Even with Jane’s strong performance, 1922 still could have been a sober, fairly unremarkable story about rural crime, and that brings us back to that crucial element of weirdness. Also like Gerald’s Game, Hilditch relies on King’s bizarre imagery to make an otherwise normal setting unique. 1922 isn’t supernatural, per se (any paranormal elements come from Wilfred’s unreliable narration), but the camera slowly creeps around the cornfield as if Randall Flagg is lurking behind each stalk. Remember, Hemingford Home, Nebraska, is the setting of many King stories that do happen to be supernatural.
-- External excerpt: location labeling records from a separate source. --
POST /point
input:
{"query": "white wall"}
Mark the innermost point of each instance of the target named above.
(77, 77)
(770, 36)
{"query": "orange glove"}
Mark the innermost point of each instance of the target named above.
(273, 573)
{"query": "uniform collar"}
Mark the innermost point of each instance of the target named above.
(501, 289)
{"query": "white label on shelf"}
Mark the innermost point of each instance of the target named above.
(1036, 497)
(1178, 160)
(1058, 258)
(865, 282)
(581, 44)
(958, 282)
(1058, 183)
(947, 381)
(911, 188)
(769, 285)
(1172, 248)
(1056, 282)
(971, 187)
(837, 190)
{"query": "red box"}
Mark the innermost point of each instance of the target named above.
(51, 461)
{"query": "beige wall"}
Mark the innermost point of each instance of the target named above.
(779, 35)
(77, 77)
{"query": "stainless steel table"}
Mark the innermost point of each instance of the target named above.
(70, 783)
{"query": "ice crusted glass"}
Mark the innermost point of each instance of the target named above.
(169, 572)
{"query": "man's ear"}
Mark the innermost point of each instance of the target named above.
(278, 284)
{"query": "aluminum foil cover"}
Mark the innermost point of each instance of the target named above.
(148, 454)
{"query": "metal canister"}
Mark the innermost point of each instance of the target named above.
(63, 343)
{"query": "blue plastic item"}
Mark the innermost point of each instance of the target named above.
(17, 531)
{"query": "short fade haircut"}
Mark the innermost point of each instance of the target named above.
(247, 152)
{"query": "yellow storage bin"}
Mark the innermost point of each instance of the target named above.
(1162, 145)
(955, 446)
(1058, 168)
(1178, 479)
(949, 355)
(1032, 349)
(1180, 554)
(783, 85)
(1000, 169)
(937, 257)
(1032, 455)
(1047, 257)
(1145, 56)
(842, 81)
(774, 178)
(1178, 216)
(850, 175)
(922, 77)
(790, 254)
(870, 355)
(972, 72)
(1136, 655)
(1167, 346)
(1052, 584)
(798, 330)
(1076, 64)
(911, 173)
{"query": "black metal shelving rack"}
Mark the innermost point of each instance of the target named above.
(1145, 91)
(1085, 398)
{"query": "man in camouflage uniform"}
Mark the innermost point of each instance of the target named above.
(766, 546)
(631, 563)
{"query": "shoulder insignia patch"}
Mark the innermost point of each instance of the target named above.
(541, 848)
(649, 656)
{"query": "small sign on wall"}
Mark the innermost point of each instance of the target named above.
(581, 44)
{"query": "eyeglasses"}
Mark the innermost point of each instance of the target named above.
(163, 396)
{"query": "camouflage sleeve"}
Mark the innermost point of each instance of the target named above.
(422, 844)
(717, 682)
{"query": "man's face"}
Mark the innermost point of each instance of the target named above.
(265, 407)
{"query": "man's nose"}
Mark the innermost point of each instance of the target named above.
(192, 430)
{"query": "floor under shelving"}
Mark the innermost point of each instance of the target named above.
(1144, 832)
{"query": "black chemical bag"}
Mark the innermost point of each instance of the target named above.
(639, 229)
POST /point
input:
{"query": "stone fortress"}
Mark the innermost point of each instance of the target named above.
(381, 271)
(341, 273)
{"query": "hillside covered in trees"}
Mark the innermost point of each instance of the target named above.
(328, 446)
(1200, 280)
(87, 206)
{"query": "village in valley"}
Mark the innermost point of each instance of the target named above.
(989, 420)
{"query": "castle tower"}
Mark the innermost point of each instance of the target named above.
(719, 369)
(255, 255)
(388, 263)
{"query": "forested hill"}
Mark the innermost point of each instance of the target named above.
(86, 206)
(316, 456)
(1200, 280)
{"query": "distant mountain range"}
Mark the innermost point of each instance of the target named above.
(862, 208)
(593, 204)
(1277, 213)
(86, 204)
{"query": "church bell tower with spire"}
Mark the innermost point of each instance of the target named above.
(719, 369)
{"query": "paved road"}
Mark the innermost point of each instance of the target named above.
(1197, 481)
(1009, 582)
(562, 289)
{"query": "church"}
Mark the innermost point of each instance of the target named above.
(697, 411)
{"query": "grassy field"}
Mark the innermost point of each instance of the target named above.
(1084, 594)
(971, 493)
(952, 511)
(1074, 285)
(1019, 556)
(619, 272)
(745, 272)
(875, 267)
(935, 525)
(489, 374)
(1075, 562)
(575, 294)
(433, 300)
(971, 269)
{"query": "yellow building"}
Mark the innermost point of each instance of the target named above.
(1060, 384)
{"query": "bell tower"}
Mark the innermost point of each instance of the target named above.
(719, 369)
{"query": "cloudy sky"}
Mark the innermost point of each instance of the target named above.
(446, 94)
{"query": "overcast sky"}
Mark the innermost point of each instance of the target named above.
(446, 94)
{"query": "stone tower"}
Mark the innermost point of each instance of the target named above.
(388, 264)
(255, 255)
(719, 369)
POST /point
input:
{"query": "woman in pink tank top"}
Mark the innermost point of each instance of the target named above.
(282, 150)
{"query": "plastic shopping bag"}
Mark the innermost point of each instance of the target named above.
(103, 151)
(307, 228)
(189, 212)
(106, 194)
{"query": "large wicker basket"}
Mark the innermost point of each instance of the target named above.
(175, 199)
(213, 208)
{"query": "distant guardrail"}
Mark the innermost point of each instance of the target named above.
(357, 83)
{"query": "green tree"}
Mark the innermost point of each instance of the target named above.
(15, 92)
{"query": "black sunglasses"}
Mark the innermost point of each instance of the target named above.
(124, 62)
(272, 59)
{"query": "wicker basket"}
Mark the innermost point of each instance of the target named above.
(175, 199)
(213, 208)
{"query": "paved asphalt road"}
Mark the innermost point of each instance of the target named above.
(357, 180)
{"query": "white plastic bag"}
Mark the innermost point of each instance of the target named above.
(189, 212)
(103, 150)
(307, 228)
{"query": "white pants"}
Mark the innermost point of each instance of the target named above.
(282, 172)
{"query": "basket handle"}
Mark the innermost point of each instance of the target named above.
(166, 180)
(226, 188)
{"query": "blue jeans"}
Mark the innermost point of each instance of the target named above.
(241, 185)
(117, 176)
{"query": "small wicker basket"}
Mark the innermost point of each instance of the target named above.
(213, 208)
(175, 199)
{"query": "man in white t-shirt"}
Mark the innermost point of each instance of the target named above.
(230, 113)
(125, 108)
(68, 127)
Flagg and other dark beings have walked these rows many times before. The Chicago meatpacking plant even has the name “Farrington” tacked to it, one of Flagg’s many aliases.
I bring all this up not to perpetuate some King shadow conspiracy that 1922 is a spiritual cousin of The Stand. What I’m getting at is Hilditch — like Gerald’s Game director Mike Flanagan — knows that, even with the pathos behind it, this is still a horror story. Keep the morally reprehensible characters. Keep the violence. Keep the corpse hallucinations, even if they become a bit much in the final shots. Keep the rats and all the grisly things they can do to both Wilfred and his livestock. Keep the weirdness.